1	host => "hostname"

number

1	port => 514

array

1	match => ["datetime", "UNIX", "ISO8601"]

hash

options => {
    key1 => "value1",
    key2 => "value2"
}

注意：如果你用的版本低于 1.2.0，哈希的语法跟数组是一样的，像下面这样写：

1	match => [ "field1", "pattern1", "field2", "pattern2" ]

字段引用(field reference)

字段是 Logstash::Event 对象的属性。我们之前提过事件就像一个哈希一样，所以你可以想象字段就像一个键值对。

小贴士：我们叫它字段，因为 Elasticsearch 里是这么叫的。

如果你想在 Logstash 配置中使用字段的值，只需要把字段的名字写在中括号 [] 里就行了，这就叫字段引用。

对于 嵌套字段(也就是多维哈希表，或者叫哈希的哈希)，每层的字段名都写在 [] 里就可以了。比如，你可以从 geoip 里这样获取 longitude 值(是的，这是个笨办法，实际上有单独的字段专门存这个数据的)：

1	[geoip][location][0]

小贴士：logstash 的数组也支持倒序下标，即 [geoip][location][-1] 可以获取数组最后一个元素的值。

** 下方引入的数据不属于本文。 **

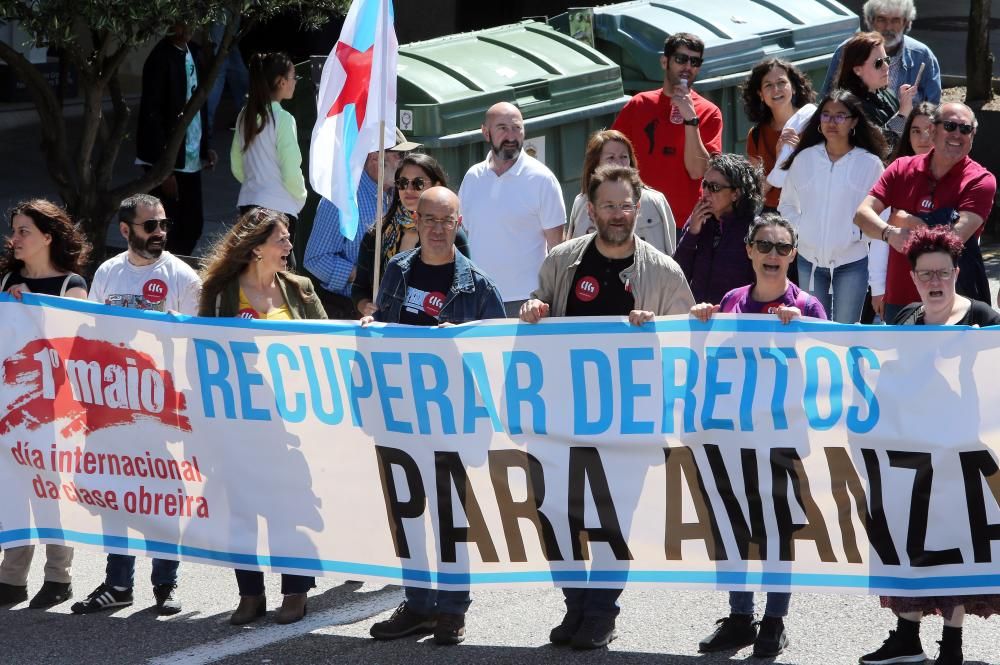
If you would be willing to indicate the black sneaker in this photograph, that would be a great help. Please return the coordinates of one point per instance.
(403, 622)
(450, 629)
(563, 633)
(771, 639)
(10, 594)
(51, 593)
(896, 649)
(594, 633)
(166, 599)
(734, 632)
(104, 597)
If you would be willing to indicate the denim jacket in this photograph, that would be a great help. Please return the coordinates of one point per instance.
(473, 296)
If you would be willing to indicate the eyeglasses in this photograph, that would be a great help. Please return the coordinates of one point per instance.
(419, 183)
(149, 226)
(835, 118)
(714, 187)
(684, 58)
(765, 247)
(928, 275)
(950, 126)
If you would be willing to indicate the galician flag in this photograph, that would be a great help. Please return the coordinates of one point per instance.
(358, 90)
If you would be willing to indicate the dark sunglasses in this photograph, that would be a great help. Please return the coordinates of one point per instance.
(684, 58)
(950, 126)
(419, 183)
(149, 226)
(765, 247)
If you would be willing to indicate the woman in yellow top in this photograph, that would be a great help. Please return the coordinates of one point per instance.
(246, 276)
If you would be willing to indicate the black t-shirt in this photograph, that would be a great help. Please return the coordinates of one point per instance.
(598, 289)
(49, 286)
(427, 289)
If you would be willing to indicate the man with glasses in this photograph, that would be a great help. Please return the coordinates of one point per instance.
(145, 276)
(433, 284)
(674, 129)
(943, 186)
(893, 19)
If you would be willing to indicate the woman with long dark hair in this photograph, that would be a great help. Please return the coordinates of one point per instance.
(838, 159)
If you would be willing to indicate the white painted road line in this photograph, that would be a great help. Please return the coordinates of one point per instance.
(249, 640)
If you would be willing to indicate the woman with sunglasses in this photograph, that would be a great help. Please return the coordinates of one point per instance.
(415, 173)
(246, 276)
(933, 254)
(46, 255)
(656, 223)
(837, 161)
(864, 70)
(711, 250)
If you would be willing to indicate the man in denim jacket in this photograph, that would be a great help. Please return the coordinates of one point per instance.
(433, 284)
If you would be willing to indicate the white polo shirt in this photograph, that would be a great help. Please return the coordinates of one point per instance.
(506, 217)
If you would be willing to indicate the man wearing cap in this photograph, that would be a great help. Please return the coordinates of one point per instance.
(674, 129)
(331, 257)
(513, 208)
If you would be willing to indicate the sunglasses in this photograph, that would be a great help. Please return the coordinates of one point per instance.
(419, 183)
(765, 247)
(684, 58)
(950, 126)
(149, 226)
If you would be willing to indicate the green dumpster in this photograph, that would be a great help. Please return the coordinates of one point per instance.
(737, 33)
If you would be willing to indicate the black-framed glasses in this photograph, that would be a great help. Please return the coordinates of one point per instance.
(418, 184)
(684, 58)
(149, 226)
(950, 126)
(765, 247)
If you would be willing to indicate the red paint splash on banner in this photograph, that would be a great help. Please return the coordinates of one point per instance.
(92, 383)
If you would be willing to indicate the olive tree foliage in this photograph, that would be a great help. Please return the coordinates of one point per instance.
(95, 37)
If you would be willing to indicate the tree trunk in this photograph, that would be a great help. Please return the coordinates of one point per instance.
(978, 59)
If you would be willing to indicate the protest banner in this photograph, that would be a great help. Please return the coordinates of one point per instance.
(739, 454)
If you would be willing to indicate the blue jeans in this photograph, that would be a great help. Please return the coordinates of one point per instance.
(741, 602)
(432, 601)
(121, 570)
(592, 602)
(844, 302)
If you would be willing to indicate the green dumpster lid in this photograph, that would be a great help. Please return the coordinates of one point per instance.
(445, 85)
(737, 33)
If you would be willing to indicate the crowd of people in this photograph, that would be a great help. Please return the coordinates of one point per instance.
(864, 193)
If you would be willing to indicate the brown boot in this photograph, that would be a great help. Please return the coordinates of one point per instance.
(293, 608)
(250, 609)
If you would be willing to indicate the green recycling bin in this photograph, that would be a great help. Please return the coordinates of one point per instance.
(737, 34)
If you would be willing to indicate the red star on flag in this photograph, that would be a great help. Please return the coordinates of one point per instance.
(358, 66)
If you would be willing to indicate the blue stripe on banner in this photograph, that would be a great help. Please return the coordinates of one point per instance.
(683, 577)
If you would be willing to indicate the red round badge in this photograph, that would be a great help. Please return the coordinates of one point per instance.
(155, 290)
(433, 302)
(587, 289)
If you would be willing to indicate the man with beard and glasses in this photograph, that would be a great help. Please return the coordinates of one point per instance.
(145, 276)
(513, 206)
(893, 19)
(607, 273)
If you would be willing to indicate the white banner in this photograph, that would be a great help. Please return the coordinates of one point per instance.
(741, 454)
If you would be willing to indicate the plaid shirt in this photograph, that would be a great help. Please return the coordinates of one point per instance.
(329, 255)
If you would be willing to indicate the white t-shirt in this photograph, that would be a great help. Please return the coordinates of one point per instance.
(167, 284)
(506, 217)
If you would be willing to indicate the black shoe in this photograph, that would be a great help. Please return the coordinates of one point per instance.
(51, 593)
(594, 632)
(104, 597)
(734, 632)
(771, 639)
(403, 622)
(563, 633)
(450, 629)
(896, 649)
(10, 594)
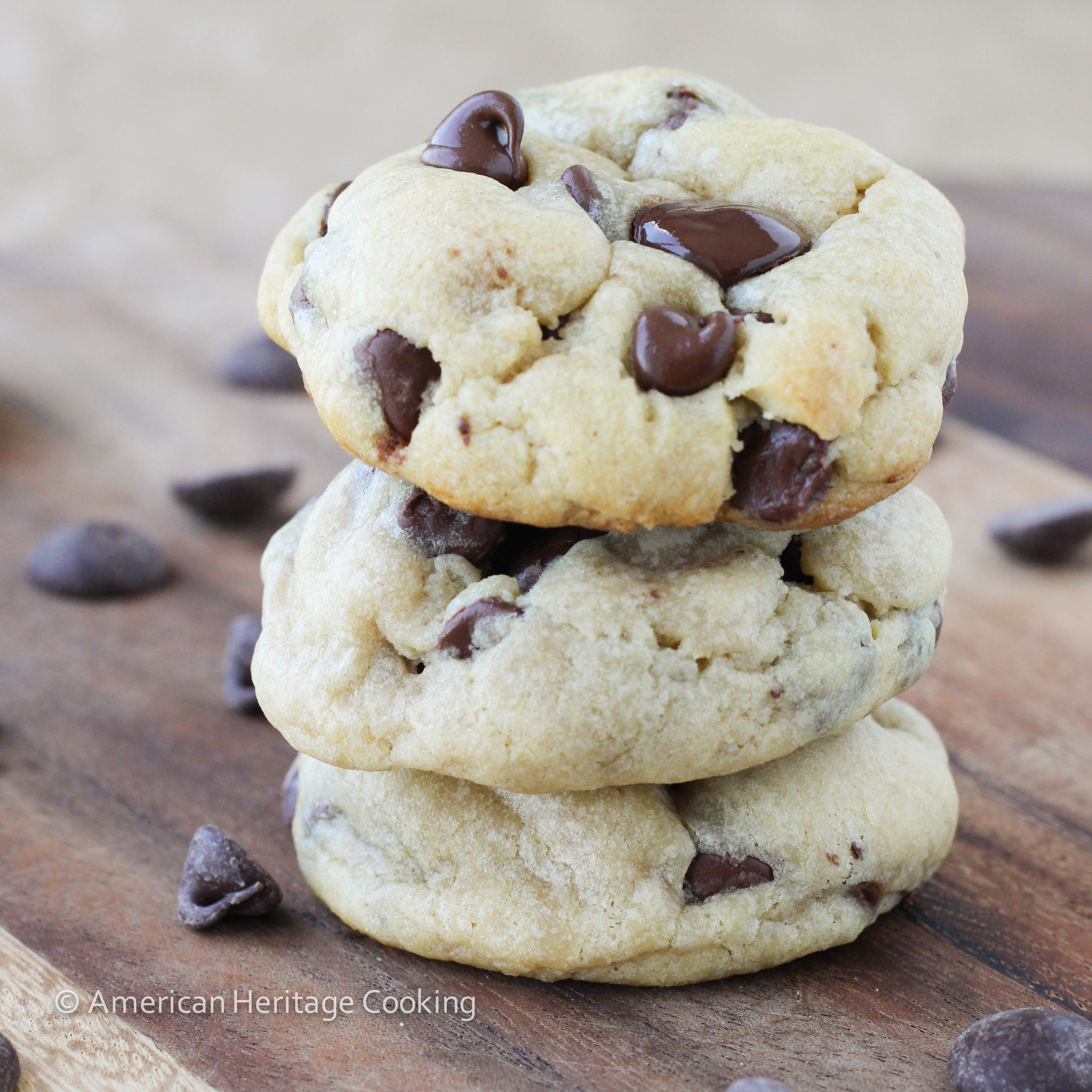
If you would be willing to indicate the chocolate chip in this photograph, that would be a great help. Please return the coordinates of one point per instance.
(458, 632)
(402, 372)
(948, 391)
(482, 136)
(219, 878)
(261, 365)
(334, 195)
(9, 1066)
(870, 894)
(731, 243)
(235, 498)
(238, 686)
(580, 183)
(711, 873)
(1025, 1051)
(438, 529)
(1049, 534)
(682, 354)
(781, 472)
(528, 551)
(98, 561)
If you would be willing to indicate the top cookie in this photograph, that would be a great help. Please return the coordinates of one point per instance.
(637, 302)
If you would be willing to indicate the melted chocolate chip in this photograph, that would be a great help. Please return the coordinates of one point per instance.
(580, 183)
(438, 529)
(482, 136)
(1025, 1051)
(682, 354)
(458, 632)
(219, 878)
(711, 873)
(238, 685)
(402, 372)
(235, 498)
(731, 243)
(98, 562)
(334, 195)
(781, 472)
(528, 551)
(1049, 534)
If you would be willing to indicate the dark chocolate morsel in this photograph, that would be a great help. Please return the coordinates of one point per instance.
(781, 472)
(482, 136)
(580, 183)
(458, 632)
(238, 686)
(10, 1068)
(261, 365)
(1025, 1051)
(948, 391)
(98, 561)
(1049, 533)
(402, 372)
(712, 873)
(235, 498)
(334, 195)
(438, 529)
(220, 878)
(731, 243)
(682, 354)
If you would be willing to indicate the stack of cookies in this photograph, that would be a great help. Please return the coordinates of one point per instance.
(590, 656)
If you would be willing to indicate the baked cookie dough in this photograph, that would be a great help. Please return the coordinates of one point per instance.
(398, 632)
(641, 885)
(638, 302)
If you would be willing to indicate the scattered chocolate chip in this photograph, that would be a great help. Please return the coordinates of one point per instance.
(260, 364)
(1025, 1051)
(9, 1066)
(781, 472)
(529, 551)
(402, 372)
(682, 354)
(458, 632)
(482, 136)
(711, 873)
(235, 498)
(219, 878)
(98, 561)
(580, 183)
(438, 529)
(948, 391)
(870, 894)
(238, 686)
(1049, 534)
(334, 195)
(731, 243)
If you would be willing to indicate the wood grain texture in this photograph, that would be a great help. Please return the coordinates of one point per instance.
(115, 745)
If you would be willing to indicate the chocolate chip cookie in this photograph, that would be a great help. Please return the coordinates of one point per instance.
(400, 632)
(628, 301)
(645, 885)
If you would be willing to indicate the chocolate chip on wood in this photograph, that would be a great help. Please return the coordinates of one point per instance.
(220, 878)
(235, 498)
(1050, 533)
(1025, 1051)
(98, 561)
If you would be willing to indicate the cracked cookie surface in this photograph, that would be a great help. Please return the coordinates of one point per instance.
(397, 632)
(525, 302)
(641, 885)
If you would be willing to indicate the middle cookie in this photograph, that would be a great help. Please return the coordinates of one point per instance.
(401, 634)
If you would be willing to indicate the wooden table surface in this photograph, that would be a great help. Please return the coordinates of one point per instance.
(115, 744)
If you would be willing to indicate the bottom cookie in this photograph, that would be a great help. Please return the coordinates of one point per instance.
(642, 885)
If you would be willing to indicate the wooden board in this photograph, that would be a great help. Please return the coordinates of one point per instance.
(115, 745)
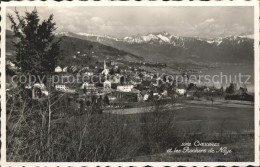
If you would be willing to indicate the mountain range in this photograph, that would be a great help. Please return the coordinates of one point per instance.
(165, 47)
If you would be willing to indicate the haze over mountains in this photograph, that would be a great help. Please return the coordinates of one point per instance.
(159, 47)
(165, 47)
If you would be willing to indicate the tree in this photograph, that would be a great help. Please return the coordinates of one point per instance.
(37, 50)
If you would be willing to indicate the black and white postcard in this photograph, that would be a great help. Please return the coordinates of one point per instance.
(129, 83)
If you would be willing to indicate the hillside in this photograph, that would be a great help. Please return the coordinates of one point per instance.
(74, 50)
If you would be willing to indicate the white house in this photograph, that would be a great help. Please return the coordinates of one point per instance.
(146, 96)
(60, 87)
(65, 69)
(88, 86)
(107, 84)
(89, 73)
(106, 70)
(125, 88)
(58, 69)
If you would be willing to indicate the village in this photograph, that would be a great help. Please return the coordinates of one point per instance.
(112, 84)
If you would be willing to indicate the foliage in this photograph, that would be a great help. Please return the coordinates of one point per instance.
(36, 51)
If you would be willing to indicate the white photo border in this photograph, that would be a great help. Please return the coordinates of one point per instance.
(254, 4)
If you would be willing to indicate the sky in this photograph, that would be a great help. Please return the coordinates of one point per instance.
(205, 22)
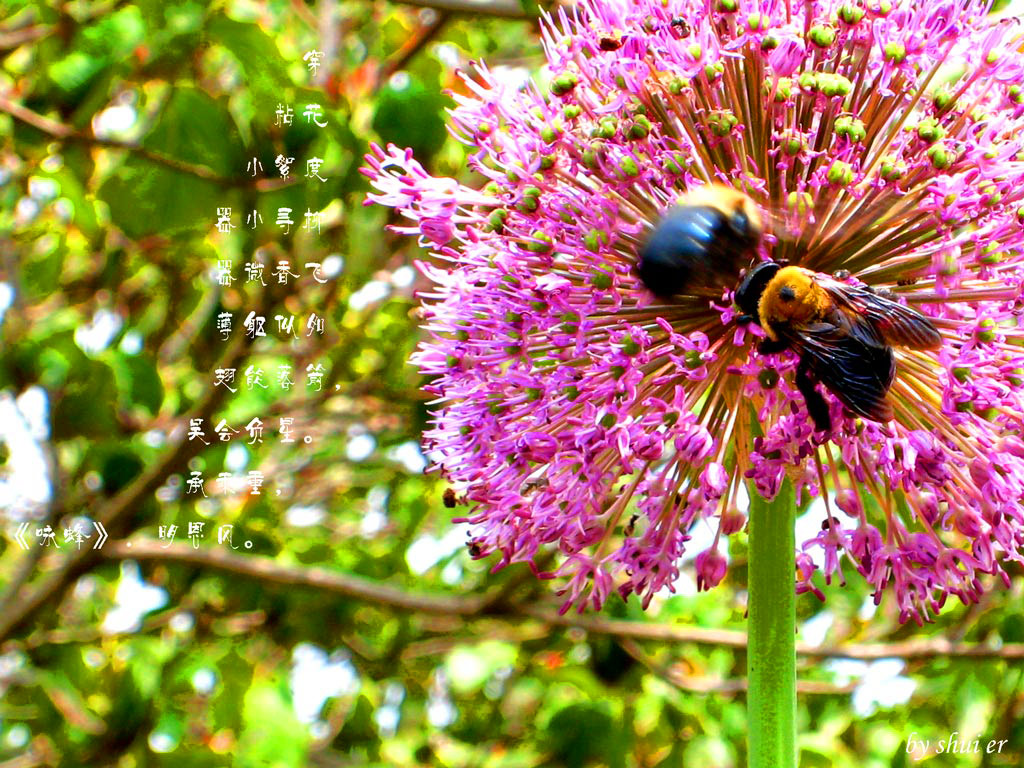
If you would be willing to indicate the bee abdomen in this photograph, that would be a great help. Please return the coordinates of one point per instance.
(686, 250)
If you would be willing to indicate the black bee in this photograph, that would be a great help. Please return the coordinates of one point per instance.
(701, 242)
(844, 336)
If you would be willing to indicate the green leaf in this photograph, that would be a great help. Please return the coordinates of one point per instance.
(271, 735)
(146, 197)
(412, 116)
(258, 55)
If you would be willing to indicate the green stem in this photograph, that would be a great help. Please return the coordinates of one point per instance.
(771, 660)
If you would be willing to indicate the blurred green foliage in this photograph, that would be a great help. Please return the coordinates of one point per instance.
(125, 127)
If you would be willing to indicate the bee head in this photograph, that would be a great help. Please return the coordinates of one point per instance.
(753, 286)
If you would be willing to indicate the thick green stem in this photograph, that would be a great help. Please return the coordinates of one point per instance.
(771, 660)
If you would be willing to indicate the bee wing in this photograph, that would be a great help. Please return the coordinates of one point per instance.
(857, 373)
(872, 316)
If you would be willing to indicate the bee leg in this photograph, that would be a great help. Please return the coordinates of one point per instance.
(817, 408)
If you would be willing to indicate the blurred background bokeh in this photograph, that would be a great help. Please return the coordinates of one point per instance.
(335, 617)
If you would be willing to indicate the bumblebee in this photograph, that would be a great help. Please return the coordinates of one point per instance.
(701, 242)
(844, 335)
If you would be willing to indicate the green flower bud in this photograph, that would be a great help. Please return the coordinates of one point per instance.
(529, 201)
(895, 52)
(929, 130)
(674, 163)
(722, 122)
(564, 83)
(850, 127)
(714, 72)
(940, 157)
(793, 144)
(990, 254)
(541, 243)
(600, 280)
(606, 127)
(629, 167)
(640, 128)
(549, 133)
(802, 203)
(594, 240)
(851, 14)
(821, 35)
(942, 99)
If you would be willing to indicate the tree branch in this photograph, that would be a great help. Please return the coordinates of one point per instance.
(504, 8)
(116, 513)
(477, 607)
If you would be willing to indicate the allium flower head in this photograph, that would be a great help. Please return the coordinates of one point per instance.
(576, 410)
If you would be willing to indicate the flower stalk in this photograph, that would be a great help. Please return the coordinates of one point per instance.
(771, 658)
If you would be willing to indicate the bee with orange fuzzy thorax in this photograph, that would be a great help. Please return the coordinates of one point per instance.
(844, 335)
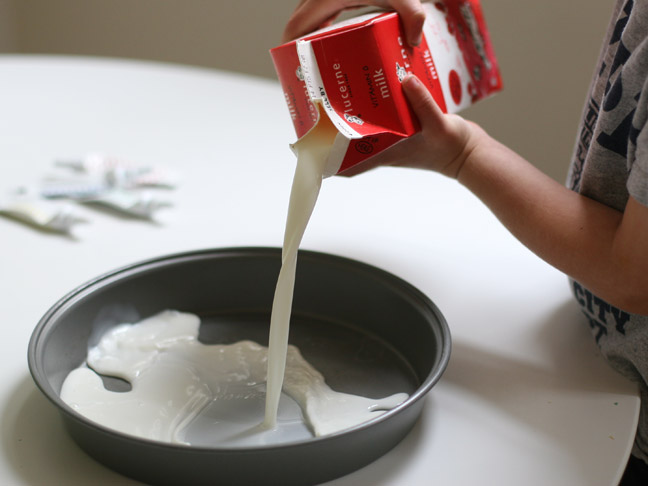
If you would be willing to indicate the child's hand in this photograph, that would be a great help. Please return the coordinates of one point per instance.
(442, 145)
(314, 14)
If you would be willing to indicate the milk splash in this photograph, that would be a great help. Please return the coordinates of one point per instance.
(187, 392)
(183, 389)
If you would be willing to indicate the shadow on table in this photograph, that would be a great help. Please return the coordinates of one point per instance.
(39, 449)
(541, 397)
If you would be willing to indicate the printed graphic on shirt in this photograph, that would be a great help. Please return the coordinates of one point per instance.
(616, 138)
(603, 317)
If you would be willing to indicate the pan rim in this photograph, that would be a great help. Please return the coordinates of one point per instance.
(83, 290)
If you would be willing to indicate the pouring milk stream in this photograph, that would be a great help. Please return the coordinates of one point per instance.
(346, 105)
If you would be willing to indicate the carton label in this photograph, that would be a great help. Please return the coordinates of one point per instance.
(353, 70)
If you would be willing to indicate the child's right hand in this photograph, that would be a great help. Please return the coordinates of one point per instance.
(442, 145)
(311, 15)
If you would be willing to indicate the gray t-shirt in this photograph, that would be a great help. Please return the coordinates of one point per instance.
(610, 162)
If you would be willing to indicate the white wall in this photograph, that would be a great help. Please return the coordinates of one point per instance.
(546, 49)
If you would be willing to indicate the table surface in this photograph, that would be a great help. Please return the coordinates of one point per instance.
(526, 399)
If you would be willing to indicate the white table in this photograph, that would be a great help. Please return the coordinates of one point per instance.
(526, 399)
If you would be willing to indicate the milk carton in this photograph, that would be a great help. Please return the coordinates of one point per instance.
(351, 73)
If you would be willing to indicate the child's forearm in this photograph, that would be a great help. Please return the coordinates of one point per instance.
(602, 248)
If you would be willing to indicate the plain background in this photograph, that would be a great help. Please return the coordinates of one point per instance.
(546, 49)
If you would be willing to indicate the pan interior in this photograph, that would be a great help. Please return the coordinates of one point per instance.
(352, 360)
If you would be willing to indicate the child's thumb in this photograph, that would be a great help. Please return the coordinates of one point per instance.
(426, 109)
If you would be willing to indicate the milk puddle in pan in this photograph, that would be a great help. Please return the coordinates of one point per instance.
(184, 391)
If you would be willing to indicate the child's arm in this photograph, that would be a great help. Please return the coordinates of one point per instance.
(604, 249)
(313, 14)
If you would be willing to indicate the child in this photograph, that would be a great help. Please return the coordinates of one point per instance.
(595, 230)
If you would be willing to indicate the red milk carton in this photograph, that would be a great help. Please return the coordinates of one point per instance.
(353, 70)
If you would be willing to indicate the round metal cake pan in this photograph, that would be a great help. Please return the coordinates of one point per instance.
(369, 333)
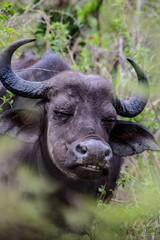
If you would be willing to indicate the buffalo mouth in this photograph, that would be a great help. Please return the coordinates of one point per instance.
(89, 171)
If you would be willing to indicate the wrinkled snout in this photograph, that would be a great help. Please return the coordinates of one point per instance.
(89, 158)
(93, 151)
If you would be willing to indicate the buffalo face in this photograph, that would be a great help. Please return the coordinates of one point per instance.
(80, 116)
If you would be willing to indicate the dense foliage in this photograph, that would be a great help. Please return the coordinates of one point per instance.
(93, 36)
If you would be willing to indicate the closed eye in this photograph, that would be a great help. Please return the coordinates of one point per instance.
(111, 120)
(62, 113)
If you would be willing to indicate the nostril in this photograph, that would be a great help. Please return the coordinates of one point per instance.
(81, 149)
(107, 153)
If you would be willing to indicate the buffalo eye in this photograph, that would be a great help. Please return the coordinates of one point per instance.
(108, 123)
(62, 115)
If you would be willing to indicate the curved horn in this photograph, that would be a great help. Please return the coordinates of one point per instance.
(12, 81)
(136, 103)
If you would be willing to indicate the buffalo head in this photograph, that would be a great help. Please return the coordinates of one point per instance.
(80, 133)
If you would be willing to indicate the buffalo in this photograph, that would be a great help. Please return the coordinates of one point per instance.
(67, 122)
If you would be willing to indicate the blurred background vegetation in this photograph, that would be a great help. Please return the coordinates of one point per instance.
(93, 36)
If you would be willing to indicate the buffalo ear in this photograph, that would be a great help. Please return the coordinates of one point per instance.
(129, 138)
(22, 123)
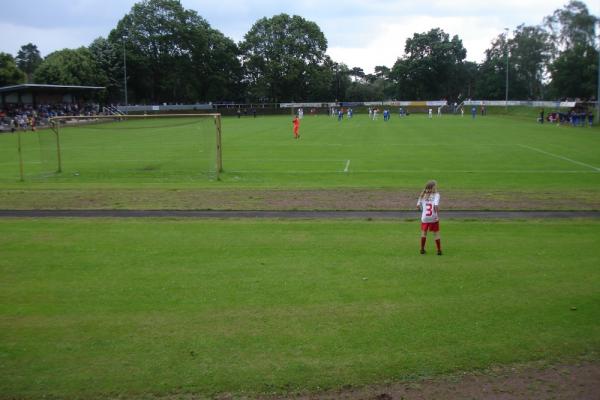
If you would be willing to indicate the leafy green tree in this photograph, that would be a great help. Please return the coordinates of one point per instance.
(107, 59)
(571, 26)
(428, 68)
(28, 59)
(10, 74)
(281, 56)
(174, 55)
(70, 67)
(574, 63)
(357, 73)
(491, 74)
(530, 51)
(575, 72)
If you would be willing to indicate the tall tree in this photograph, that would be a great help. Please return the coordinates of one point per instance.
(572, 25)
(575, 73)
(491, 76)
(174, 55)
(10, 74)
(530, 50)
(28, 59)
(107, 59)
(70, 67)
(428, 67)
(281, 55)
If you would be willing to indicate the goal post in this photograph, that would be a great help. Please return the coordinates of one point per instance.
(164, 147)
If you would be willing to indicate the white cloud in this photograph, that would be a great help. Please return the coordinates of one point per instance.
(361, 33)
(46, 39)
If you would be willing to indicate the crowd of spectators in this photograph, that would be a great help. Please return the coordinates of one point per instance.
(28, 117)
(574, 118)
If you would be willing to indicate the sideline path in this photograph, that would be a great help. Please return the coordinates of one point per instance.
(292, 214)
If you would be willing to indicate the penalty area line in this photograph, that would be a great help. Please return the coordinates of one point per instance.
(347, 166)
(560, 157)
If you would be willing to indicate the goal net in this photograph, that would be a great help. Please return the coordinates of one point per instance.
(129, 148)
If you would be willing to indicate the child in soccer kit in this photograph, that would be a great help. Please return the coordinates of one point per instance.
(428, 203)
(296, 123)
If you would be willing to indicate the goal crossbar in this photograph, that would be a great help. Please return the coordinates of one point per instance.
(55, 125)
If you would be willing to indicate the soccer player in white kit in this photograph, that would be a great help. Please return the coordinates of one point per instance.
(428, 203)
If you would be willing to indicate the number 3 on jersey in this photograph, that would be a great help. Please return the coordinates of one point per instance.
(428, 209)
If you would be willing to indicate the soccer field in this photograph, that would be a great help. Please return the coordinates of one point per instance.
(113, 308)
(488, 153)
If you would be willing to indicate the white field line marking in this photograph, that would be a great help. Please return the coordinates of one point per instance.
(560, 157)
(407, 171)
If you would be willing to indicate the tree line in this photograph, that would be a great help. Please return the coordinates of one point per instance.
(172, 54)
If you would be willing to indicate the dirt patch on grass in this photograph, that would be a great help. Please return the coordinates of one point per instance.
(300, 199)
(568, 381)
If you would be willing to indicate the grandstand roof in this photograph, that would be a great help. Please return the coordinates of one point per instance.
(40, 87)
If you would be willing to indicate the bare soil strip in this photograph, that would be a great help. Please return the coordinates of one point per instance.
(289, 199)
(332, 214)
(579, 381)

Logstash 还支持变量内插，在字符串里使用字段引用的方法是这样：

1	"the longitude is %{[geoip][location][0]}"

条件判断(condition)

Logstash从 1.3.0 版开始支持条件判断和表达式。

表达式支持下面这些操作符：

equality, etc: ==, !=, <, >, <=, >=
regexp: =~~, !~~
inclusion: in, not in
boolean: and, or, nand, xor
unary: !()

通常来说，你都会在表达式里用到字段引用。比如：

if "_grokparsefailure" not in [tags] {
} else if [status] !~ /^2\d\d/ and [url] == "/noc.gif" {
} else {
}

命令行参数

Logstash 提供了一个 shell 脚本叫 logstash 方便快速运行。它支持以下参数：

-e

意即执行。我们在 “Hello World” 的时候已经用过这个参数了。事实上你可以不写任何具体配置，直接运行 bin/logstash -e '' 达到相同效果。这个参数的默认值是下面这样：

input {
    stdin { }
}
output {
    stdout { }
}

–config 或 -f

意即文件。真实运用中，我们会写很长的配置，甚至可能超过 shell 所能支持的 1024 个字符长度。所以我们必把配置固化到文件里，然后通过 bin/logstash -f agent.conf 这样的形式来运行。

此外，logstash 还提供一个方便我们规划和书写配置的小功能。你可以直接用 bin/logstash -f /etc/logstash.d/ 来运行。logstash 会自动读取 /etc/logstash.d/ 目录下所有的文本文件，然后在自己内存里拼接成一个完整的大配置文件，再去执行。

–configtest 或 -t

意即测试。用来测试 Logstash 读取到的配置文件语法是否能正常解析。Logstash 配置语法是用 grammar.treetop 定义的。尤其是使用了上一条提到的读取目录方式的读者，尤其要提前测试。

–log 或 -l

意即日志。Logstash 默认输出日志到标准错误。生产环境下你可以通过 bin/logstash -l logs/logstash.log 命令来统一存储日志。

–filterworkers 或 -w

意即工作线程。Logstash 会运行多个线程。你可以用 bin/logstash -w 5 这样的方式强制 Logstash 为过滤插件运行 5 个线程。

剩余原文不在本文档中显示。